From 1 April 2014, responsibility for the regulation of consumer credit work passed from the Office of Fair Trading (OFT) to the Financial Conduct Authority (FCA).
Before April 2014, the Society held a group licence issued by the OFT which licensed all Law Society practising certificate holders to carry out (as part of their practice) certain consumer credit activities, namely:
- A Consumer Credit
- C Credit Brokerage
- D Debt-Adjusting
- E Debt-Counselling
- F Debt Collecting
- G Debt Administration
- H 1 Provision of credit information services (including credit repair)
That group licence ceased with effect from 1 April 2014.
Categories of consumer credit activities
The Society’s incidental financial business (IFB) regime changed on 1 April 2014 and from that date extends to cover incidental consumer credit activities. Such consumer credit activities are:
- credit broking,
- operating an electronic system in relation to lending,
- activities in relation to debt, regulated credit agreements ,
- regulated consumer hire agreements and
- specified activities in relation to information.
If your firm holds a current IFB licence from the Society your firm will be able to conduct all these consumer credit activities on an incidental basis under that licence from 1 April 2014. No action requires to be taken if such work is incidental to your firm's other professional business and your firm complies with the Society’s practice rules on IFB (see Rule C2). These rules were amended with effect from 1 April 2014 to reflect the extension of the IFB regime and include an obligation to comply with any relevant FCA conduct of business rules when carrying out any consumer credit activity (see Rule C2.20.7).

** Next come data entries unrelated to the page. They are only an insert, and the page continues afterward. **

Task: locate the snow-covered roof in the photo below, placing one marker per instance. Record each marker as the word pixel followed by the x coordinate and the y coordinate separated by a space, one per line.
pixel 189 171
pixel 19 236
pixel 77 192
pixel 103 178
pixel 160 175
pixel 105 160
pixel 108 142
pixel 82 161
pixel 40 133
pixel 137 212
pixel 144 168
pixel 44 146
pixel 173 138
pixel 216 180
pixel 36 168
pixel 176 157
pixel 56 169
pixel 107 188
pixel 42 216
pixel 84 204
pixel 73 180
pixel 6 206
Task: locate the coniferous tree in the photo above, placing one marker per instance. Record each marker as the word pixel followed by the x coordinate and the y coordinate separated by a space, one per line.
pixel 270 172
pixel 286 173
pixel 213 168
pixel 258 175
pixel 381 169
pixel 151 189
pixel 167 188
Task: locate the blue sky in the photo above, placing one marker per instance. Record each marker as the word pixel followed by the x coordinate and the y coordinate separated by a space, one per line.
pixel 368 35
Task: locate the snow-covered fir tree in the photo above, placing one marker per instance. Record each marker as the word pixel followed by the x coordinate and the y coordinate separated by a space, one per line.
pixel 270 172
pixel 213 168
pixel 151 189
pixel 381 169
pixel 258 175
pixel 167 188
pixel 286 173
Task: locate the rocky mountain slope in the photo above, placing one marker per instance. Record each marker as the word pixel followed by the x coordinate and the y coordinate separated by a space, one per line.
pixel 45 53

FCA authorisation for consumer credit work
Where regulated credit activities are a major part of the practice of a firm (for example, a law firm whose primary business is debt collection), then the ‘incidental test’ will not be met. The IFB regime cannot licence such major activities and direct authorisation from the FCA will be required. A firm which is directly authorised by the FCA in respect of any regulated activity in terms of the Financial Services and Markets Act 2000 (FSMA) (whether relating to consumer credit or otherwise) cannot be licensed for any activity under the Society’s IFB regime. Any IFB licence held by a firm which becomes authorised by the FCA (for any regulated activities) will lapse automatically on such authorisation (see Rule C2.8.2). This results from the requirements of the legislation.
Therefore, a firm which needs direct authorisation from the FCA to carry out consumer credit activities, cannot then use the Society’s IFB regime in respect of any other regulated activity and will require FCA authorisation for all such activities. Conversely, a firm which is already authorised by the FCA in respect of regulated activities which do not include consumer credit activities cannot use the Society’s IFB regime to license its consumer credit activities, whether they would meet an ‘incidental test’ or not, and will require direct FCA authorisation for those activities also.
Exclusion from consumer credit licensing
The exception in the OFT regime for barristers, advocates and solicitors, acting on contentious legal matters, from credit broking, debt adjusting, debt counselling, debt collecting, debt administration, providing credit information services and providing credit references, has been carried across as an exclusion from these activities in the new regime.
Firms must therefore have assessed whether they meet the criteria set out in Part XX of FSMA and can therefore properly use the Society’s IFB regime to license all of the regulated activities they carry on. Where the criteria are not met, firms should have applied to the FCA for interim permission, or ceased to carry on consumer credit activities.